After one year the humor group had fewer arrhythmias, lower blood pressure, lower levels of stress hormones, and required lower doses of medications. The non-humor group had two and a half times more recurrent heart attacks than the humor group (50% vs. 20%).


😂    Dr. Hunter (Patch) Adams,  Medical Doctor, Social Activist

Immortalized in film by Robin Williams, Dr.
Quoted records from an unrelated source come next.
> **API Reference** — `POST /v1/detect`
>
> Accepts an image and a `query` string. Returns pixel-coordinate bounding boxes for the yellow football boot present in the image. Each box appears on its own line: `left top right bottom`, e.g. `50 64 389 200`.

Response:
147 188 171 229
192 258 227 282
Hunter inspired millions of people by bringing fun and laughter back into the hospital world and putting into practice the idea "healing should be a loving human interchange, not a business transaction".


He is the founder and director of the Gesundheit Institute, a holistic medical community that has been providing free medical care to thousands of patients since 1971. He was the catalyst for the creation of thousands of therapeutic care clowns worldwide.


😂    Dr.  Annette Goodheart,  Psychotherapist

Dr. Goodheart is the creator of laughter therapy and laughter coaching. For 36 years she used laughter to treat cancer, AIDS, depression, MS, Parkinson's, sexual and physical abuse, to name a few. Regardless of the cause of the distress, Dr. Goodheart found that laughter, a cathartic process, helps re-balance the chemistry of emotions and could be a keystone for healing. She is the author of the book  Laughter Therapy: How to Laugh About Everything in Your Life That Really Isn't Funny.


😂    Dr. Madan Kataria, Medical Doctor, Creator of Laughter Yoga

In March 1995 Dr. Kataria, a family physician from Mumbai, India, decided to write an article called Laughter - The Best Medicine for a health journal.  In the process he became impressed with the work of Norman Cousins and Dr. Berk.  Dr. Kataria also discovered that the body cannot differentiate between acted and genuine laughter.


He then created a range of laughter exercises including elements of role-play and other techniques from his days as an amateur dramatic actor. The exercises promote the use of breathing, clapping, chanting, movement, and eye contact to relax the body and mind. His theory is that you cannot be physically relaxed and mentally stressed at the same time. Not only does it increase happiness, but he found the practice also strengthens the immune system  and reduces pain while lowering stress.  Dr. Kataria discovered laughter relaxes the whole body. It triggers the release of endorphins, promoting an overall sense of well-being. Laughter Yoga (Hasya Yoga) was born and is now practiced all over the world.


😂    Oxford University, UK, The Royal Society Publishing

In September 2011, academics from Oxford University published research demonstrating that continuous laughter significantly increases people's pain threshold, by  as much as 10%.